In this tutorial, we will develop a script to combine two unsorted arrays. The result will be a sorted array arranged in ascending order.
Input : a = {10, 5, 15}
b = {20, 3, 2}
The combined array is arranged in a sorted manner as follows: {2, 3, 5, 10, 15, 20}
Input : a = {1, 10, 5, 15}
b = {20, 0, 2}
The combined array sorted in ascending order is {0, 1, 2, 5, 10, 15, 20}.
Approach 1
One possible method is to merge the arrays and then sort the merged array. A new array is generated with a length equal to the sum of the lengths of the original arrays.

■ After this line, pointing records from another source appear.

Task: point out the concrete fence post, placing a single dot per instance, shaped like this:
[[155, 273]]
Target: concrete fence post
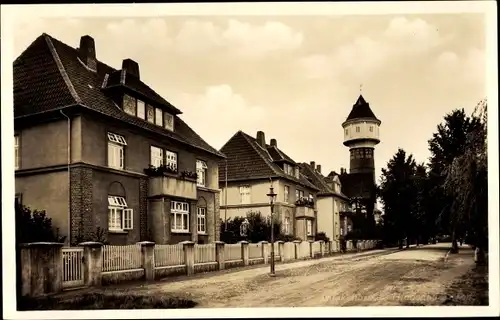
[[41, 268], [219, 254], [92, 263], [297, 244], [188, 247], [148, 262], [244, 253], [265, 252]]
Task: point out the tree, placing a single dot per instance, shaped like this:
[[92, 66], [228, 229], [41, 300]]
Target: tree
[[398, 195], [446, 145], [466, 182]]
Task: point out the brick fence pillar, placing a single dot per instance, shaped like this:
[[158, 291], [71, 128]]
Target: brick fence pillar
[[219, 254], [41, 268], [92, 263], [188, 247], [244, 252], [148, 262]]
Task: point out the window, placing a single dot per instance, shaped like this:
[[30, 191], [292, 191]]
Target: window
[[309, 227], [172, 160], [301, 194], [151, 113], [120, 217], [245, 194], [201, 171], [179, 219], [17, 159], [202, 220], [169, 121], [156, 156], [286, 225], [141, 109], [159, 117], [116, 144]]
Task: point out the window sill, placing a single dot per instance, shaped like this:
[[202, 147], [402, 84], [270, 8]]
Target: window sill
[[118, 231]]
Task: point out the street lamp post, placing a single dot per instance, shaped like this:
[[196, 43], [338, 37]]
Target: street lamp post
[[272, 197]]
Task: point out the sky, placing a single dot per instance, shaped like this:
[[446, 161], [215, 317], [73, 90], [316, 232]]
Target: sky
[[297, 77]]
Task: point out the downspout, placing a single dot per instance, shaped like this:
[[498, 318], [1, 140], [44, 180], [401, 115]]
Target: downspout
[[225, 198], [69, 176]]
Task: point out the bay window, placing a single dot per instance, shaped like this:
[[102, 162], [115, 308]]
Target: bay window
[[156, 156]]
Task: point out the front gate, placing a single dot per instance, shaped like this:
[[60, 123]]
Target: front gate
[[72, 265]]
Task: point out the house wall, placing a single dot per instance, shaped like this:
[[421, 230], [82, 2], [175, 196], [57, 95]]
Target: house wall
[[44, 145], [49, 192]]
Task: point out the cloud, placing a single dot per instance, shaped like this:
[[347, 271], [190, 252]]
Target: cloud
[[364, 56], [217, 112]]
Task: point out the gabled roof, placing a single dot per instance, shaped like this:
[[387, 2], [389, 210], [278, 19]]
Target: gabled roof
[[361, 109], [123, 79], [320, 181], [49, 76], [247, 160]]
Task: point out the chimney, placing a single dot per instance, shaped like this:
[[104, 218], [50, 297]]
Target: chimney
[[86, 52], [261, 139], [131, 67]]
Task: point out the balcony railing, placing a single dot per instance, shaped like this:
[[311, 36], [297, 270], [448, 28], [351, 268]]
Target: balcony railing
[[169, 182]]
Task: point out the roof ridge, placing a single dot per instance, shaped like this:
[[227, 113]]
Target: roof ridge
[[61, 69], [246, 136]]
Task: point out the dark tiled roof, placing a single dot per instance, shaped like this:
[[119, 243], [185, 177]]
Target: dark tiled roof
[[247, 160], [320, 181], [358, 185], [361, 109], [48, 75]]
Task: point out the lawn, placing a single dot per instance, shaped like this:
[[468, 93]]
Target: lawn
[[105, 300]]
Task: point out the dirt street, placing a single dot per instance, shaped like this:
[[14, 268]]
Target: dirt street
[[417, 276]]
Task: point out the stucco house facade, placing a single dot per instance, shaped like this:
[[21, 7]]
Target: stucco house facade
[[97, 147], [334, 210], [245, 176]]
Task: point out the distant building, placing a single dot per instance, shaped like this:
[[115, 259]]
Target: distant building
[[84, 135], [251, 166], [361, 135], [334, 212]]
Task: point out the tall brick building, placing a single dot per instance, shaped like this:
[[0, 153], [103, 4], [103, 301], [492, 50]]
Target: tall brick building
[[97, 147]]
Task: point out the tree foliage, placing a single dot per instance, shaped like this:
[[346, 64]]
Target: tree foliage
[[35, 226]]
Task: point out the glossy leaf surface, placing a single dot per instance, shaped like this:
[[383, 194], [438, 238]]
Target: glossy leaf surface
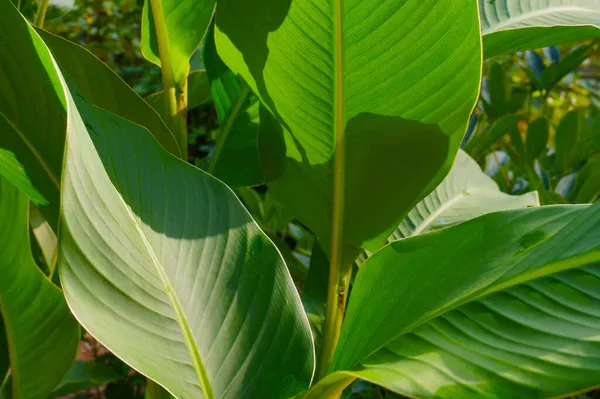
[[515, 25], [508, 312], [355, 74], [42, 334], [185, 23], [466, 193], [155, 253], [105, 89]]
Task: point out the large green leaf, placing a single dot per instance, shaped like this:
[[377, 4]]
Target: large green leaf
[[383, 85], [164, 266], [32, 113], [516, 25], [42, 334], [183, 24], [505, 307], [104, 88], [466, 193], [235, 160]]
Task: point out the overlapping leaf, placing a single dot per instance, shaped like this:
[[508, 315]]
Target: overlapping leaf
[[516, 25], [505, 307], [155, 253], [355, 74], [183, 23], [42, 334], [465, 193]]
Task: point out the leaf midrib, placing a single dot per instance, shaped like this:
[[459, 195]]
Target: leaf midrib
[[34, 151], [532, 14], [199, 367]]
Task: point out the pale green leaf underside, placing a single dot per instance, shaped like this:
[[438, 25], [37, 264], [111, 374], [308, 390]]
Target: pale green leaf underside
[[475, 264], [43, 336], [163, 265], [32, 132], [105, 89], [465, 193], [398, 77], [186, 22], [516, 25]]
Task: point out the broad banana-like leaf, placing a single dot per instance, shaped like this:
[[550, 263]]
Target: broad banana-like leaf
[[162, 264], [235, 159], [382, 85], [33, 132], [198, 93], [42, 335], [466, 193], [506, 306], [516, 25], [105, 89], [180, 26]]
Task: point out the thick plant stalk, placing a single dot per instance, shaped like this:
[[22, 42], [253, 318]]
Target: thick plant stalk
[[175, 96], [339, 274]]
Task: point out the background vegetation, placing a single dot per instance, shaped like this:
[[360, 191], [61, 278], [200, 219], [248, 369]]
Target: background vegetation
[[537, 127]]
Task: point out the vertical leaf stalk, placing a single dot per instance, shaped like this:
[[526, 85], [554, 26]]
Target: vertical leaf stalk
[[175, 95], [339, 274], [40, 17]]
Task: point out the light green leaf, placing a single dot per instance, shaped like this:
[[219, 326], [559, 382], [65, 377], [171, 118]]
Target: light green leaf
[[33, 132], [506, 306], [390, 83], [466, 193], [235, 159], [154, 253], [42, 334], [515, 25], [85, 375], [182, 24], [105, 89], [198, 93]]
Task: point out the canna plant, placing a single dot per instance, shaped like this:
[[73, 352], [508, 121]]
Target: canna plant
[[425, 279]]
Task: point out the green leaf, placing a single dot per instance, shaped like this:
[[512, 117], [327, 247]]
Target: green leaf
[[85, 375], [466, 193], [354, 79], [509, 26], [505, 306], [198, 93], [43, 336], [105, 89], [537, 138], [154, 253], [33, 132], [236, 162], [184, 24]]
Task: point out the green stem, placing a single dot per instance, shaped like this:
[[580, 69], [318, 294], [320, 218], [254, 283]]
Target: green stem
[[227, 124], [175, 95], [339, 273], [41, 14]]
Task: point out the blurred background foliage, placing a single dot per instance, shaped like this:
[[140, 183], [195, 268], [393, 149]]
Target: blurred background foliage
[[536, 127]]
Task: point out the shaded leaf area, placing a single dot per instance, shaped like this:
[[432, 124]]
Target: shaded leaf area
[[185, 24], [105, 89], [41, 334], [515, 25], [317, 91], [177, 267], [522, 309]]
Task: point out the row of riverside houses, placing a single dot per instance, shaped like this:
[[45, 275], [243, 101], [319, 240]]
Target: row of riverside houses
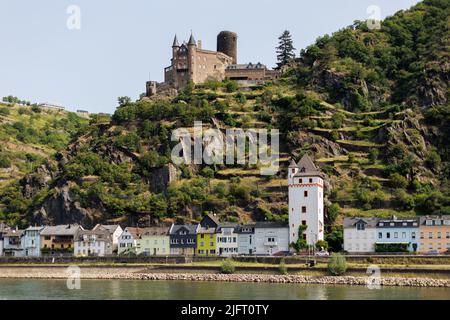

Subsequently, all elements from both arrays are moved to the new array. Following this concatenation, the new array is sorted.
C code
#include <bits/stdc++.h>
using namespace std;
void sortedMerge(int a[], int b[], int res[],
int n, int m) // Merge two arrays in unsorted manner
{
// Concatenate two arrays
int i = 0, j = 0, k = 0;
while (i < n) { // iterate in first array
res[k] = a[i]; // put each element in res array
i += 1;
k += 1;
}
while (j < m) { // iterate in the second array
res[k] = b[j]; // put each element in res array
j += 1;
k += 1;
}
sort(res, res + n + m); // sort the res array to get the sorted Concatenate
}
int main()
{
int a[] = { 10, 5, 15, 22, 100 };
int b[] = { 20, 3, 2, 12, 1, 7 };
int n = sizeof(a) / sizeof(a[0]); // find the size of array a
int m = sizeof(b) / sizeof(b[0]); // find the size of array b
int res[n + m]; // create res array to Concatenate both the array
sortedMerge(a, b, res, n, m); // call function to append and sort
cout << "The sorted array is: ";
for (int i = 0; i < n + m; i++)
cout << " " << res[i];
cout << "\n";
return 0;
}
Output
The sorted array is: 1 2 3 5 7 10 12 15 20 22 100
Time complexity
The time complexity of the algorithm is O((n+m)log(n+m)), where n and m represent the sizes of the arrays.
Space complexity
O(n+m)
Approach 2
The method mentioned above can be enhanced by incorporating the concept of sorting the arrays individually before merging them into a third array. By sorting both arrays independently and then combining them, we can generate the final array with the sorted elements.
C code
// CPP program to merge two unsorted lists
// in sorted order
#include <bits/stdc++.h>
using namespace std;
void sortedMerge(int a[], int b[], int res[],
int n, int m) // Merge two arrays in unsorted manner
{
sort(a, a + n); // Sort the array a
sort(b, b + m); // sort the array b
int i = 0, j = 0, k = 0;
while (i < n && j < m) { // After the array are sorted compare and merge to third array
if (a[i] <= b[j]) { // if element of a is less than b
res[k] = a[i]; // put element of a into the res and increment i
i += 1;
k += 1;
} else {
res[k] = b[j]; // otherwise put the element of b into the res array and increment j
j += 1;
k += 1;
}
}
while (i < n) { // If array a elements are left in the array put in res
res[k] = a[i];
i += 1;
k += 1;
}
while (j < m) { // If array a elements are left in the array put in res
res[k] = b[j];
j += 1;
k += 1;
}
}
int main()
{
int a[] = { 10, 5, 15, 22, 100 };
int b[] = { 20, 3, 2, 12, 1, 7 };
int n = sizeof(a) / sizeof(a[0]); // find the size of array a
int m = sizeof(b) / sizeof(b[0]); // find the size of array b
int res[n + m]; // create res array to Concatenate both the array
sortedMerge(a, b, res, n, m); // call function to append and sort
cout << "The sorted array is: ";
for (int i = 0; i < n + m; i++)
cout << " " << res[i];
cout << "\n";
return 0;
}
Output
The sorted array is: 1 2 3 5 7 10 12 15 20 22 100
Time Complexity:
O (nlogn + mlogm + (n + m)) // a more efficient alternative compared to the first approach
Space Complexity:
O ( (n + m) ) It remains same as the approach 1